Congedi parentali: chi, come, quando, perché
Congedi parentali, estesi i termini: si può arrivare fino a sei e dodici anni del figlio, si perde lo stipendio, ma si conservano i contributi e il posto di lavoro. La legge che investe sul tempo che i genitori passano con i figli va nella giusta direzione.
Il governo prova a investire sul tempo che i genitori passano con i figli. Lo fa negli ultimi decreti attuativi del Jobs Act dove il cosiddetto congedo parentale - la burocrazia non è campionessa di scelta dei nomi - si allunga. Prima era possibile solo fino a quando il pargolo aveva compiuto tre anni con un’indennità pari al 30% della retribuzione e fino a otto anni senza indennità. Oggi si può arrivare fino a sei e dodici anni. Si perde lo stipendio, tutto o in parte, ma si conservano i contributi - e qui sta l’investimento del governo - e il posto di lavoro (e qui bisognerà verificare la lealtà dei datori di lavoro, che con le nuove regole hanno più libertà di licenziare). Attenzione: chi ha uno stipendio molto basso (ovvero di importo inferiore a 2,5 volte la pensione minima), mantiene l’indennità del 30% anche nel periodo che va dai tre agli otto anni.
A voler vedere il bicchiere mezzo pieno, resta sulla carta almeno l’intenzione di integrare il diritto del lavoro con una flessibilità che per una volta va a vantaggio delle famiglie. I genitori possono usufruire di un periodo massimo di sei mesi ognuno, frazionabili in più volte, purché la somma dei periodi resti sotto i dieci mesi. E per incoraggiare i padri a staccarsi dal ruolo cravatta-ufficio-impegni, i dieci mesi diventano undici se il papà chiede un periodo superiore ai tre mesi. Lo scopo è “soddisfare i bisogni affettivi e relazionali” del pargolo. Non servono malattie né situazioni particolari (per chi non sta bene o è disabile ci sono norme specifiche, mentre per le famiglie in condizioni economiche disagiate, oltre al mantenimento dell’indennità, il governo sta studiando un periodo di congedo più lungo).

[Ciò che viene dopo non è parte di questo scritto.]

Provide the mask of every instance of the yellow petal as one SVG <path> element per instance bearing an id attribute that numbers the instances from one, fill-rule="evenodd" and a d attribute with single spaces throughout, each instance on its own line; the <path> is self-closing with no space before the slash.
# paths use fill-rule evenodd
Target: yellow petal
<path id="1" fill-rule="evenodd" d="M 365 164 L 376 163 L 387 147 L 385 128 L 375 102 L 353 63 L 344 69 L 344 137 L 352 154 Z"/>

I periodi di congedo vengono contati nell’anzianità lavorativa, quindi sono validi ai fini degli scatti, ma non per le quote di tredicesima né per il conto dei giorni di ferie maturati. A fine anno, insomma, il bonus di dicembre sarà ridotto in proporzione. È anche possibile frazionare il congedo per ore. Un genitore, per esempio, può uscire due ore prima dal lavoro fino a raggiungere un periodo equivalente a sei mesi lavorati (circa due anni, quattro volte tanto ipotizzando una giornata lavorativa di otto ore). A dire il vero, il frazionamento dovrebbe essere regolamentato dai contratti di lavoro: pochissime categorie ad oggi lo hanno fatto.
Il diritto al congedo parentale è riconosciuto ai “lavoratori e alle lavoratrici dipendenti titolari di uno o più rapporti di lavoro in atto”, ma anche alle “lavoratrici madri autonome per un periodo massimo di tre mesi”: in questo caso il legislatore ha tenuto fuori il padre. Nel caso ci sia un solo genitore, questo può chiedere di sfruttare l’intero periodo di dieci mesi: la bozza pronta per l’approvazione non dice ancora se resta valido anche in questo caso il mese in più per il papà (sembra difficile, perché diventerebbe discriminatorio nei confronti delle mamme rimaste sole) o se il periodo venga esteso a undici mesi comunque (c’è da augurarsi che sia così).
Secondo il governo il nuovo congedo entrerà in vigore “prestissimo”, giusto il tempo di pubblicarlo in Gazzetta Ufficiale. Il provvedimento è stato licenziato dalle commissioni tecniche della camera e anche dal Consiglio dei ministri, manca solo un via libera definitivo. Insomma, infarcita com’è di condizioni e complicazioni e variabili incrociate, la legge non è propriamente di modello scandinavo. Sarebbe però ingeneroso non riconoscere che va nella direzione giusta.